One Grand Central Place


One Grand Central Place, originally the Lincoln Building, is a 53-story, high-rise office building located at 60 East 42nd Street in the Midtown Manhattan, New York City, opposite Grand Central Terminal. It is bounded by Madison Avenue to the west, East 41st Street to the south, and Park Avenue to the east.
Designed in neo-Gothic style by architect Kenneth Norton of James Edwin Ruthven Carpenter Jr., the skyscraper was completed in 1930. At tall, it is tied with the Barclay Tower as the 81st tallest building in New York City, though it is dwarfed by other buildings in the area, including the Chrysler Building, MetLife Building, and One Vanderbilt across the street. It also has a direct in-building access to Grand Central Terminal.
Among the building's features are the Gothic windows at the top.
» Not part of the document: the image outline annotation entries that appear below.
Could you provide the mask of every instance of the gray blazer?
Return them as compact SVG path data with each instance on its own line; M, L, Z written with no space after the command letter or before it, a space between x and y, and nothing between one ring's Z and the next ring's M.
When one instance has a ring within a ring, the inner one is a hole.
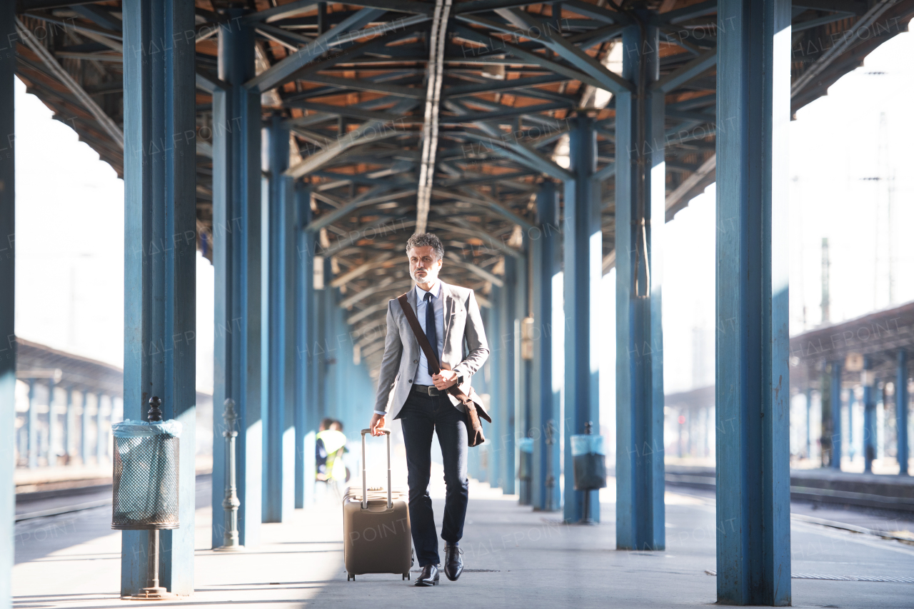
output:
M439 280L441 281L441 280ZM470 386L473 374L489 357L483 318L473 290L441 282L444 296L444 347L441 368L450 368L463 377L460 388L476 401L479 397ZM407 301L416 312L416 290L410 288ZM388 303L388 336L384 341L384 358L377 378L377 398L375 410L384 411L396 419L412 389L419 369L419 341L396 298ZM464 407L457 398L447 394L456 408Z

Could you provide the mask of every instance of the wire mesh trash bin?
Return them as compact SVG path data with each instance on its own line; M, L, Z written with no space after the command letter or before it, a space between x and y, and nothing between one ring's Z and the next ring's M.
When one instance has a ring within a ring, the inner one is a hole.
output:
M159 586L159 530L177 529L181 423L162 421L162 401L149 399L149 421L112 425L114 436L112 529L148 530L146 586L125 598L153 601L171 594Z
M590 426L587 425L590 432ZM592 524L590 491L606 486L606 451L601 435L572 435L571 461L574 466L574 488L584 491L582 524Z
M177 529L177 421L124 421L114 435L112 529Z

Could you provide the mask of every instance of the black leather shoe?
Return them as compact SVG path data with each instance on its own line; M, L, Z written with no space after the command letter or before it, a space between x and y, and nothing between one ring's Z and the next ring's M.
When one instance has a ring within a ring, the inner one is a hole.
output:
M438 585L438 566L427 564L422 567L422 572L416 578L417 586L437 586Z
M457 545L450 543L444 546L444 574L452 582L456 582L460 574L463 572L463 550Z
In June 2009, the Lincoln Building name was changed to One Grand Central Place, and it has undergone a $85 million renovation, which included new windows, renovated elevators, renovated air-conditioned public corridors and restrooms, and upgraded building-wide systems.
In March 2020, One Grand Central Place was at the center of New York's first reported person-to-person spread of SARS-CoV-2 during the COVID-19 pandemic in New York City.

Abraham Lincoln sculpture

In 1956, Lawrence Wien purchased Daniel Chester French's 3′ bronze model of Abraham Lincoln—a cast of one of the sketches used to create the statue for the Lincoln Memorial—from his daughter, Margaret French Cresson, for $3,000. The sculpture was put on display in the visitor's center, located in the lobby, in the same year. When the building was renamed One Grand Central Place in 2009, the model was removed and loaned to Chesterwood in Stockbridge, Massachusetts. It was put back on display on April 15, 2015.